Our latest service update article titled Search and sequence analysis tools services from EMBL-EBI in 2022 has been published in Nucleic Acids Research, Web Server Issue.
In this paper we update the community on the latest developments in both Job Dispatcher sequence analysis services as well as EBI Search. We describe recent improvements to these services and updates made to accommodate the increasing data requirements during the COVID-19 pandemic.
For those not so familiar with Job Dispatcher and EBI Search, the abstract should give a good idea what these are about:
The EMBL-EBI search and sequence analysis tools frameworks provide integrated access to EMBL-EBI’s data resources and core bioinformatics analytical tools.

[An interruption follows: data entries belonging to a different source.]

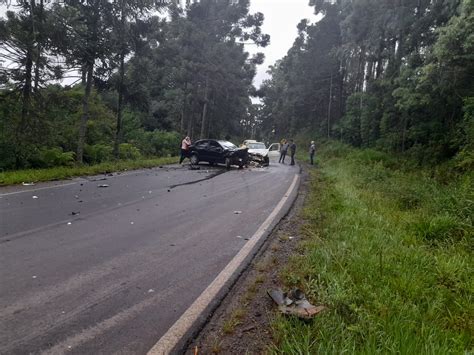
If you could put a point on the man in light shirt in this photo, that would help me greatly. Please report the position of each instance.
(185, 144)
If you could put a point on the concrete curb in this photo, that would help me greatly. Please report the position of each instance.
(187, 327)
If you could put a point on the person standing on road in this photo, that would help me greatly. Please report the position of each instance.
(185, 144)
(312, 150)
(292, 151)
(283, 150)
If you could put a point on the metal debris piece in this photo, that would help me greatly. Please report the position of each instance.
(294, 303)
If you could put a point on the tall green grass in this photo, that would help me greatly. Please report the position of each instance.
(63, 172)
(389, 251)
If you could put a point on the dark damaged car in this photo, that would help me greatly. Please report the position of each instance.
(217, 152)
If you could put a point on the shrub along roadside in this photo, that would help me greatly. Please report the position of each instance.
(64, 172)
(390, 253)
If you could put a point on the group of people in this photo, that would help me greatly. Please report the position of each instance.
(285, 146)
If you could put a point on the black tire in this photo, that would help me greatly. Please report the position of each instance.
(194, 159)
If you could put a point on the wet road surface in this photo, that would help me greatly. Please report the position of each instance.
(86, 269)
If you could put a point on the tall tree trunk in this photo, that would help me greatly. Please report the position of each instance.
(85, 113)
(118, 130)
(183, 109)
(204, 110)
(39, 48)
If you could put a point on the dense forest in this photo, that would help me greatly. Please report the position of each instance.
(139, 75)
(394, 75)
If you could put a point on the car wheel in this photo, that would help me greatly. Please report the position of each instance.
(194, 159)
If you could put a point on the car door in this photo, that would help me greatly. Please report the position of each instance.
(216, 152)
(274, 150)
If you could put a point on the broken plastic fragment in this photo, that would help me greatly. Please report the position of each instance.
(294, 303)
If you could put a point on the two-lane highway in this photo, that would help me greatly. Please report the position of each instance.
(87, 269)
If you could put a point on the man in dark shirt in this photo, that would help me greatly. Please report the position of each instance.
(292, 151)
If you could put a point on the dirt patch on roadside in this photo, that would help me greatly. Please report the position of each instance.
(241, 324)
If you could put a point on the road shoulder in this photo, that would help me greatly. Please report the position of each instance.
(241, 324)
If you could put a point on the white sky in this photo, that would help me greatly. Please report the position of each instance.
(281, 18)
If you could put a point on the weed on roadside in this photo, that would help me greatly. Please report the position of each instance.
(389, 252)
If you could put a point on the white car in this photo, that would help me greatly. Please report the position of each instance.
(259, 153)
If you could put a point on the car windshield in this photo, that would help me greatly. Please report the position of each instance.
(226, 144)
(256, 146)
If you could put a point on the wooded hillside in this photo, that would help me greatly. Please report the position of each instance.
(395, 75)
(137, 78)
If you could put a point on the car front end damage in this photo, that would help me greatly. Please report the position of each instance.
(258, 159)
(237, 157)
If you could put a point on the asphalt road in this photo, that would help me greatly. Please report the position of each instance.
(87, 269)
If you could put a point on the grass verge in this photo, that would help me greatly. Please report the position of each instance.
(61, 173)
(389, 251)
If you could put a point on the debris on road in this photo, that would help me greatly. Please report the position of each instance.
(294, 303)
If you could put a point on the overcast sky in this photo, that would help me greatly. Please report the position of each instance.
(281, 18)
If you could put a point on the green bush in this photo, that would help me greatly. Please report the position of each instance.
(156, 143)
(7, 156)
(129, 152)
(97, 153)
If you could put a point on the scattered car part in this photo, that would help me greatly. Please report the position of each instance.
(294, 303)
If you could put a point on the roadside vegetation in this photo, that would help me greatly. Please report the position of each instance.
(388, 248)
(65, 172)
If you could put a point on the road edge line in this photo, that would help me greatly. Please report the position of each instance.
(170, 340)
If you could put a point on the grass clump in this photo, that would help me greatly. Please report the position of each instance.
(65, 172)
(389, 251)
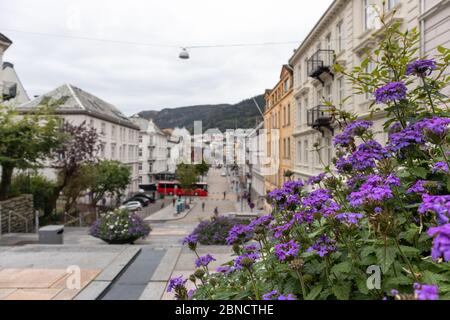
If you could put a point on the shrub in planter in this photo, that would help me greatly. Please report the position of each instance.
(216, 230)
(382, 212)
(119, 227)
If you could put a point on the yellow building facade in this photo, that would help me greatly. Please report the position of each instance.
(279, 124)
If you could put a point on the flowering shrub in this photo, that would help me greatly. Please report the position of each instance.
(118, 226)
(384, 206)
(216, 230)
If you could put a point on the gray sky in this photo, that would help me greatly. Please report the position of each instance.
(136, 78)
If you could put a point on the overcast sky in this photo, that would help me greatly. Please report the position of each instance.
(137, 77)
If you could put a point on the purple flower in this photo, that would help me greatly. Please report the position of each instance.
(225, 269)
(353, 129)
(441, 242)
(270, 295)
(426, 291)
(440, 205)
(204, 261)
(286, 251)
(418, 187)
(290, 296)
(246, 260)
(394, 91)
(375, 189)
(420, 67)
(316, 179)
(323, 246)
(191, 239)
(440, 167)
(176, 283)
(349, 217)
(238, 233)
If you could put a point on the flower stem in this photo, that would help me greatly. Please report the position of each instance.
(302, 283)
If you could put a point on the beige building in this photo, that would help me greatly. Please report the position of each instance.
(346, 31)
(118, 135)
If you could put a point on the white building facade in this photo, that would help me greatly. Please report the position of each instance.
(118, 135)
(12, 91)
(346, 31)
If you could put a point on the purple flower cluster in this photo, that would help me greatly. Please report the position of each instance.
(440, 167)
(441, 242)
(191, 239)
(204, 261)
(420, 67)
(276, 295)
(238, 233)
(316, 179)
(353, 129)
(349, 217)
(426, 291)
(418, 187)
(176, 283)
(225, 269)
(323, 246)
(286, 251)
(245, 260)
(394, 91)
(321, 202)
(375, 189)
(440, 205)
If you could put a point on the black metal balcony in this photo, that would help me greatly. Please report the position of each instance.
(320, 63)
(320, 118)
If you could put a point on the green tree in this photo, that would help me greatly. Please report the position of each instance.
(187, 176)
(108, 177)
(25, 141)
(39, 186)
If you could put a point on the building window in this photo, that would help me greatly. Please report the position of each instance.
(341, 89)
(306, 157)
(289, 148)
(392, 3)
(113, 151)
(286, 85)
(370, 15)
(289, 114)
(339, 36)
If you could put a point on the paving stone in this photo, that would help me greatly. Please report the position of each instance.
(167, 264)
(33, 294)
(30, 278)
(153, 290)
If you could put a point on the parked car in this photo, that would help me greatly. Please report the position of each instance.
(143, 201)
(132, 206)
(142, 195)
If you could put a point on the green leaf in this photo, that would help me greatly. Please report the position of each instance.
(314, 293)
(386, 257)
(344, 267)
(342, 291)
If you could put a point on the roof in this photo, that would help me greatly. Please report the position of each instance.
(4, 38)
(78, 101)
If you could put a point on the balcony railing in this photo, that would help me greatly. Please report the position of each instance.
(320, 117)
(320, 63)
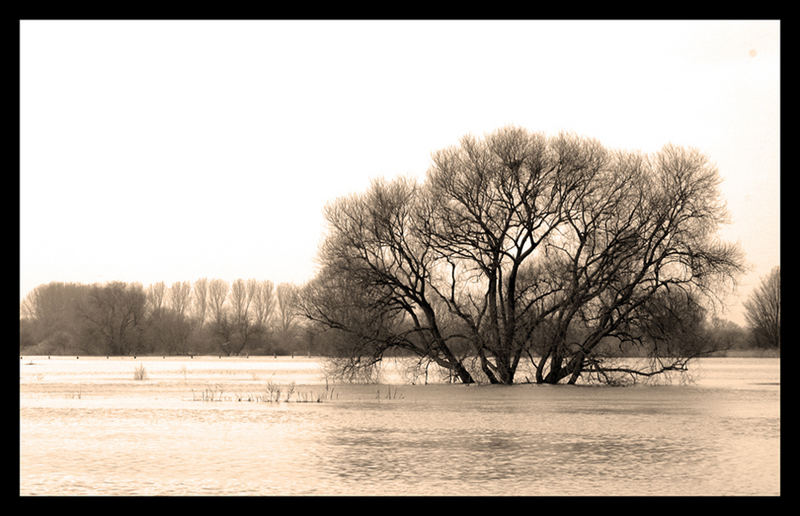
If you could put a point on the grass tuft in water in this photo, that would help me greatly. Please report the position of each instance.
(140, 373)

EBI Search (https://www.ebi.ac.uk/ebisearch) provides a full-text search engine across nearly 5 billion entries, while the Job Dispatcher tools framework (https://www.ebi.ac.uk/services) enables the scientific community to perform a diverse range of sequence analysis using popular bioinformatics applications. Both allow users to interact through user-friendly web applications, as well as via RESTful and SOAP-based APIs.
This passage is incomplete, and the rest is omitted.